Preschool education helps prevent crime: Minister

Preschool education helps prevent crime: Minister

Beyazıt Şenbük - ISTANBUL
Preschool education helps prevent crime: Minister

Individuals who have access to preschool education have a lower rate of involvement in crime, Education Minister Mahmut Özer has stated.

“Preschool education does not only increase individual skills. We don’t only strengthen equality of opportunity by focusing on preschool education, but we also invest in raising a generation in a much better-equipped way and in becoming a much more assertive Türkiye in the second century of our republic,” Özer told reporters at Language, Culture and Civilization Awareness Seminar organized for the sixth time to contribute to the professional development of teachers in Istanbul.

Citizens who received preschool education often pursue higher education and get employed well, thus lower crime rates in the country, he noted.

The minister also pointed out that the schooling rate for 5-year-olds is currently 98 percent in Türkiye. “Our goal is to increase the rate above the OECD average.”

When asked about the recent discussions about giving free meals to students, Özer answered, “Currently, 1.8 million students eat for free, of which 400,000 are our preschool students.”

More than 16,000 classes in kindergartens were opened in a year within the scope of the “10,000 Schools in Primary Education” project, he stated earlier.

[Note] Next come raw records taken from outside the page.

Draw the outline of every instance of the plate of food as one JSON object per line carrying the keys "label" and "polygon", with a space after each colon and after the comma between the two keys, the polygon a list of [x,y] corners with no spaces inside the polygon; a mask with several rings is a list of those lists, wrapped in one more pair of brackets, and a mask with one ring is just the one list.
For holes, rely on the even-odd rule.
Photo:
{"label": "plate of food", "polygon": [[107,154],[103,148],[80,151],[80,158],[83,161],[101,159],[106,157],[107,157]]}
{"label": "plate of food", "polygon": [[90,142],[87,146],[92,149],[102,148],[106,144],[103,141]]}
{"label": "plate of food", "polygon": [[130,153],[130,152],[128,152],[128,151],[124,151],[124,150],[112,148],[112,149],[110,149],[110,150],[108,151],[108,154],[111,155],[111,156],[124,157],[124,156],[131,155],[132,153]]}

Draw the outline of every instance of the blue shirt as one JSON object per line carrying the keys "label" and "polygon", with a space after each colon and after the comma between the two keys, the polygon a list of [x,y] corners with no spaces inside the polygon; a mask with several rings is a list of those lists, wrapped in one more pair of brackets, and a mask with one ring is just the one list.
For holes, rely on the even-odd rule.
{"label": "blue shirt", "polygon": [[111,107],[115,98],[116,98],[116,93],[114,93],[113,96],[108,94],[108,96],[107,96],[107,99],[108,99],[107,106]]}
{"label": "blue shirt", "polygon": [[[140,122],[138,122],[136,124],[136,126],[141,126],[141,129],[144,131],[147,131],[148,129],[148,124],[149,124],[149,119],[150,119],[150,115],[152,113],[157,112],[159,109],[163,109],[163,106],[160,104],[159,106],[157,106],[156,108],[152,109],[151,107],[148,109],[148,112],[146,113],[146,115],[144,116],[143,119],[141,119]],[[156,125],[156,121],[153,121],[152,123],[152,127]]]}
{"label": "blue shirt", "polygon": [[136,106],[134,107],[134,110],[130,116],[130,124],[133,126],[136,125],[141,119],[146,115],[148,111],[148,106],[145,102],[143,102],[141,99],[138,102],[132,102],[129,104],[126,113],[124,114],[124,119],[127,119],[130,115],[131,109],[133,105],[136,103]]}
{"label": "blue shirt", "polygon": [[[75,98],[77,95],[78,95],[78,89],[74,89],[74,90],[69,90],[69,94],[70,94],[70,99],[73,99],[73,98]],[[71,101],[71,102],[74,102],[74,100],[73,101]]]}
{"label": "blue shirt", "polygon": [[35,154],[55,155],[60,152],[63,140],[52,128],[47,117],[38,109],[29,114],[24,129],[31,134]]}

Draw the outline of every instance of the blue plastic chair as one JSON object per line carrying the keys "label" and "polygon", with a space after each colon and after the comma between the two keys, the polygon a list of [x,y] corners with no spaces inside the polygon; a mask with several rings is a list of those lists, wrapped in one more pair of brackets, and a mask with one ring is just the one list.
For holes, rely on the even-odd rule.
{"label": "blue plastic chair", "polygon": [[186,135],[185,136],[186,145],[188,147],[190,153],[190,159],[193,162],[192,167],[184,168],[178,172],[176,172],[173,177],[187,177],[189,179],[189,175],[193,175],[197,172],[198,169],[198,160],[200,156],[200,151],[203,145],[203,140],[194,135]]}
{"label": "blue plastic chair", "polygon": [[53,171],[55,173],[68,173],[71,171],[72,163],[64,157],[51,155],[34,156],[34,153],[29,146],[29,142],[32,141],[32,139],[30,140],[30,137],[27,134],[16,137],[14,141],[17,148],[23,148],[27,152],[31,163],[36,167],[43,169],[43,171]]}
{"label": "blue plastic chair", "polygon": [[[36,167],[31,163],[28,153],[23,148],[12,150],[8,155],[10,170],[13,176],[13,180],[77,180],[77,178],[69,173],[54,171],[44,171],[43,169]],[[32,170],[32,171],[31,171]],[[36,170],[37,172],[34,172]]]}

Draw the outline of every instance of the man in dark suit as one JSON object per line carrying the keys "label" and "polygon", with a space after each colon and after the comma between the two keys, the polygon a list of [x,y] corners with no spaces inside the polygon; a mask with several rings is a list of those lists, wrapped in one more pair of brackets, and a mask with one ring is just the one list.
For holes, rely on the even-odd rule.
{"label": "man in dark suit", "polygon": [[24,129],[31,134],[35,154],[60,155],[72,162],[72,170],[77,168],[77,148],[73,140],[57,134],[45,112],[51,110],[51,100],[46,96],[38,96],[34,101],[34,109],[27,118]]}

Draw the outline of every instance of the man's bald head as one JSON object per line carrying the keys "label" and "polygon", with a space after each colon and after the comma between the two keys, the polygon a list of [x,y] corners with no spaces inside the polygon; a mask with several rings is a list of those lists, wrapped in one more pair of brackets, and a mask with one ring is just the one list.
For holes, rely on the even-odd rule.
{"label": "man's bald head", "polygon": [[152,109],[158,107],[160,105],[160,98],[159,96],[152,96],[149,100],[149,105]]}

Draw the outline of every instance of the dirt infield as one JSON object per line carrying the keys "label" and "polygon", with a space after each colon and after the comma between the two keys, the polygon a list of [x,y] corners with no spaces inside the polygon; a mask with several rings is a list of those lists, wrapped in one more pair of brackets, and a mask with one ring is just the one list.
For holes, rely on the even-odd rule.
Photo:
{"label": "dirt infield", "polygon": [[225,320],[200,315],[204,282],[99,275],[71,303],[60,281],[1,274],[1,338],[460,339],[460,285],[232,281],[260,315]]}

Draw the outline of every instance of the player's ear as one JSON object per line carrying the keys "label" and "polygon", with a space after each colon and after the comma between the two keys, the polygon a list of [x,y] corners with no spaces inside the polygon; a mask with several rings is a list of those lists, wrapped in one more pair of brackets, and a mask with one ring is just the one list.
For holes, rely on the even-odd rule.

The project was implemented by the ministry in a bid to strengthen equality of opportunity in education by reducing differences coming from a lack of resources between schools.

“When we started this project, we set out to build 3,000 kindergartens in a year,” Özer said. “We built 2,321 independent kindergartens in one year.”

“We provided 16,100 classes to various kindergartens. Normally, five classes correspond to one kindergarten. Therefore, 16,100 classes correspond to 3,220 independent kindergartens,” the minister explained.

In the last 20 years, the schooling rate has exceeded 95 percent for the first time in the history of the country, proving that human capital has been utilized in the most efficient way in the last two decades, he added.